As family coach Jonathan Robert notes, conflicts in relationships arise when one of the partners dares to reveal their feelings. The second demonstrates a defensive reaction or immediately begins to propose solutions instead of listening to them. Often we rush things and don't pay attention to the fact that our partner is offended or scared. First, you need to recognize their feelings, and only then begin to solve the problem. It is difficult because we usually think that we are helping a person, but in fact, we only offend them even more.

To recognize a partner's feelings, you must recognize the value of their experience, even if you don't fully share it. For example, you can say, "Yes, I understand why you took it that way" or "You must have been very upset/unpleasant/painful to go through this."

Learn to communicate more emotionally

After you have recognized the feelings of a partner, you can gently state your view of the problem and start a conversation about how to deal with it. For example, "I didn't want you to experience this, but now I understand how you felt" or "I want to understand how you feel so that we can find a solution together." For example, it's better to say, "When you are away from home for a long time, we all feel bad and lonely. It would be great if you tried to come home a bit earlier tomorrow. And if you are late, please warn about this by telephone."

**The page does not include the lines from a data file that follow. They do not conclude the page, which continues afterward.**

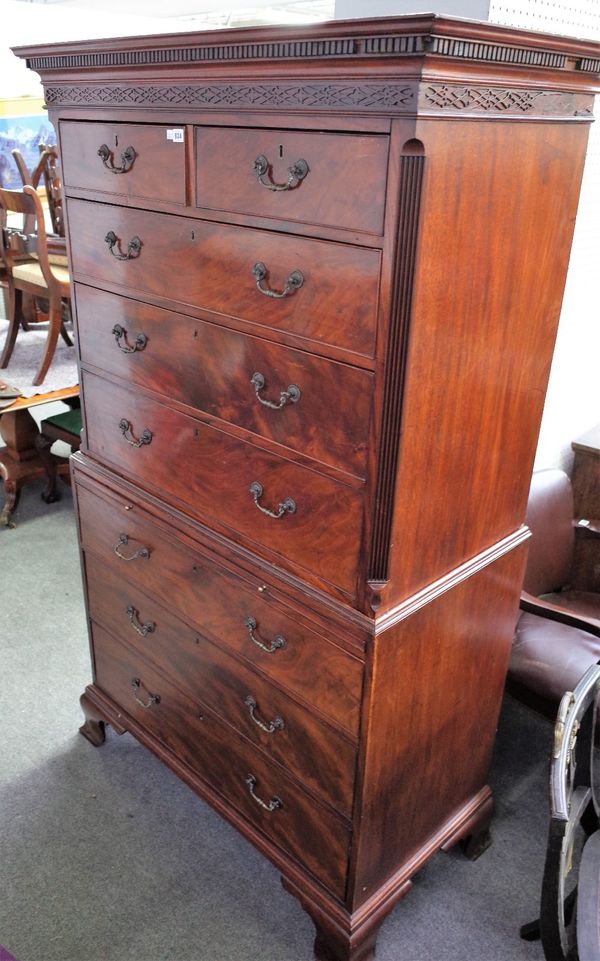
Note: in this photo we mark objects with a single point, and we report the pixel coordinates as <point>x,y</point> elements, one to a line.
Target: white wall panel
<point>573,400</point>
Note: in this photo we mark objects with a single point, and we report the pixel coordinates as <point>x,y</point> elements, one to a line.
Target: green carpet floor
<point>106,856</point>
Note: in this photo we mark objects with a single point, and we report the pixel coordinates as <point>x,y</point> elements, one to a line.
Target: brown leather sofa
<point>558,632</point>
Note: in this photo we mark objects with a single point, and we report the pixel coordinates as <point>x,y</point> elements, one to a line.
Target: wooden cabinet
<point>317,276</point>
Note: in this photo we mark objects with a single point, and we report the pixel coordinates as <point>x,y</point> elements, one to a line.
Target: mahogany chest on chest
<point>317,274</point>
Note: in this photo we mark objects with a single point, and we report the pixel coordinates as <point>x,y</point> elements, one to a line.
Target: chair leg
<point>64,335</point>
<point>54,322</point>
<point>14,311</point>
<point>66,318</point>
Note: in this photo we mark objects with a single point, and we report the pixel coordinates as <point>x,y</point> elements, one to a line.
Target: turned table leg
<point>43,445</point>
<point>19,460</point>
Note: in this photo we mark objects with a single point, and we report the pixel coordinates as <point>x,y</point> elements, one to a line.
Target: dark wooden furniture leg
<point>94,727</point>
<point>43,446</point>
<point>341,936</point>
<point>20,460</point>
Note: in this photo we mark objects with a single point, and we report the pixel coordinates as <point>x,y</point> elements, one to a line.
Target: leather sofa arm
<point>536,605</point>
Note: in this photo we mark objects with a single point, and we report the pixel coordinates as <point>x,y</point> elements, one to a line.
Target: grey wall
<point>473,9</point>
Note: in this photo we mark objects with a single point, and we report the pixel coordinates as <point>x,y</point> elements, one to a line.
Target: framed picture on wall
<point>23,125</point>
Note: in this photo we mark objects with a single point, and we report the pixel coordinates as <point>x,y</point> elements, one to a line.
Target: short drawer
<point>308,403</point>
<point>131,160</point>
<point>302,176</point>
<point>222,606</point>
<point>319,757</point>
<point>291,818</point>
<point>314,522</point>
<point>214,267</point>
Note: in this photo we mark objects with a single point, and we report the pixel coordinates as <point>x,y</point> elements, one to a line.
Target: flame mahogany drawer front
<point>323,407</point>
<point>319,757</point>
<point>241,773</point>
<point>221,606</point>
<point>301,176</point>
<point>313,521</point>
<point>329,290</point>
<point>131,160</point>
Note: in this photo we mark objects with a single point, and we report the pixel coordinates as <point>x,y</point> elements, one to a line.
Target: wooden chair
<point>35,276</point>
<point>569,924</point>
<point>46,173</point>
<point>558,633</point>
<point>67,428</point>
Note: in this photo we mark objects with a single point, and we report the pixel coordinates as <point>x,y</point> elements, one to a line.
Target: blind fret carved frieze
<point>387,98</point>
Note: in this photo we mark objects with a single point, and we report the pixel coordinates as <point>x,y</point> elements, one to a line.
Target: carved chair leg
<point>54,324</point>
<point>14,311</point>
<point>94,726</point>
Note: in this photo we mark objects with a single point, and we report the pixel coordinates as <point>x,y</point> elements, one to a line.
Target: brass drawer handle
<point>290,396</point>
<point>293,282</point>
<point>133,247</point>
<point>277,724</point>
<point>145,436</point>
<point>271,805</point>
<point>152,698</point>
<point>277,644</point>
<point>121,333</point>
<point>296,173</point>
<point>142,552</point>
<point>142,629</point>
<point>287,506</point>
<point>127,158</point>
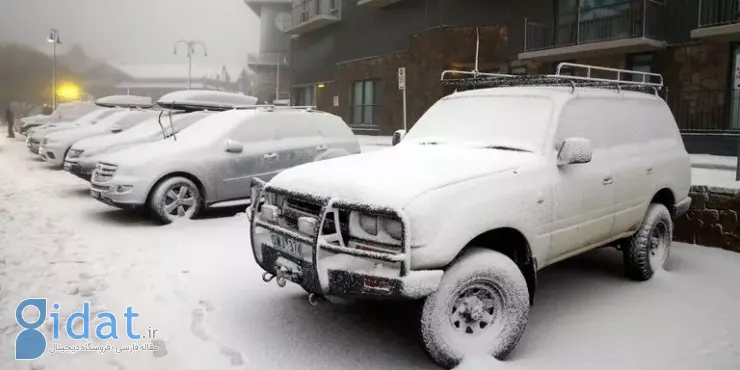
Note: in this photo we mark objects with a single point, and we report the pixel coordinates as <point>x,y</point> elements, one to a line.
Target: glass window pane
<point>368,119</point>
<point>369,95</point>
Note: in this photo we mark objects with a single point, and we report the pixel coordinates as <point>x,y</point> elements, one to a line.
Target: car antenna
<point>174,135</point>
<point>159,120</point>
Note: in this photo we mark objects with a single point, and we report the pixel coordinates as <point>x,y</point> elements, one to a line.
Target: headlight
<point>380,228</point>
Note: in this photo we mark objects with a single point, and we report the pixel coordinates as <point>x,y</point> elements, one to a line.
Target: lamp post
<point>190,45</point>
<point>54,40</point>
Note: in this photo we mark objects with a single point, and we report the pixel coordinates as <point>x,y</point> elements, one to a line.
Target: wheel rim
<point>179,201</point>
<point>475,307</point>
<point>658,243</point>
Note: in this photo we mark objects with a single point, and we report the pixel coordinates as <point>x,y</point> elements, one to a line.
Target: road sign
<point>402,78</point>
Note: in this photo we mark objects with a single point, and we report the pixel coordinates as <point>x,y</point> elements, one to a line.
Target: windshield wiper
<point>504,147</point>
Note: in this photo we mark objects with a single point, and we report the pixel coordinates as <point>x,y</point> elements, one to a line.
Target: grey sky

Remember that people are positive about vulnerabilities

How did you feel when someone opened before you? Most likely, you were pleased that they shared their personal story with you. Or you admired the courage that was required for this. Remember that we feel close to those who share their experiences honestly and frankly with us — those who are not afraid to show vulnerability.

Take responsibility for your emotionality

The intensity of your emotions is disproportionate to the depth of the relationship, and it should be a bright billboard, making it clear that the problem is rooted in you, and not in the other person. You are not in love with a person. You are in love with the idea of falling in love. You are in love with the idea of not being alone and desperate. The other person, in this case, is interchangeable and meaningless. Most people, even with an average level of psychological adaptation, can feel it. Therefore, it is so unattractive. Analyze the emotions that cause vulnerability. Be responsible for these emotions.

As much as we would like, it is impossible to suppress emotions selectively. We cannot refuse sadness, anxiety, and fear, leaving only positive things for ourselves. By suppressing vulnerability, we deprive ourselves of the opportunity to feel joy, inspiration, and happiness. But these tremendous emotions are mainly brought by close communication with loved ones, the achievement of important goals, the study of something new and other things that require us to be sincere, open, and ready for failure and error.

If you learn to show your real emotion, you will see that this is not scary at all. Just trust your partner, and they will be your compass in this new exciting journey. To show your weaknesses makes your million times more reliable. Only after understanding this, you will become genuinely unbreakable.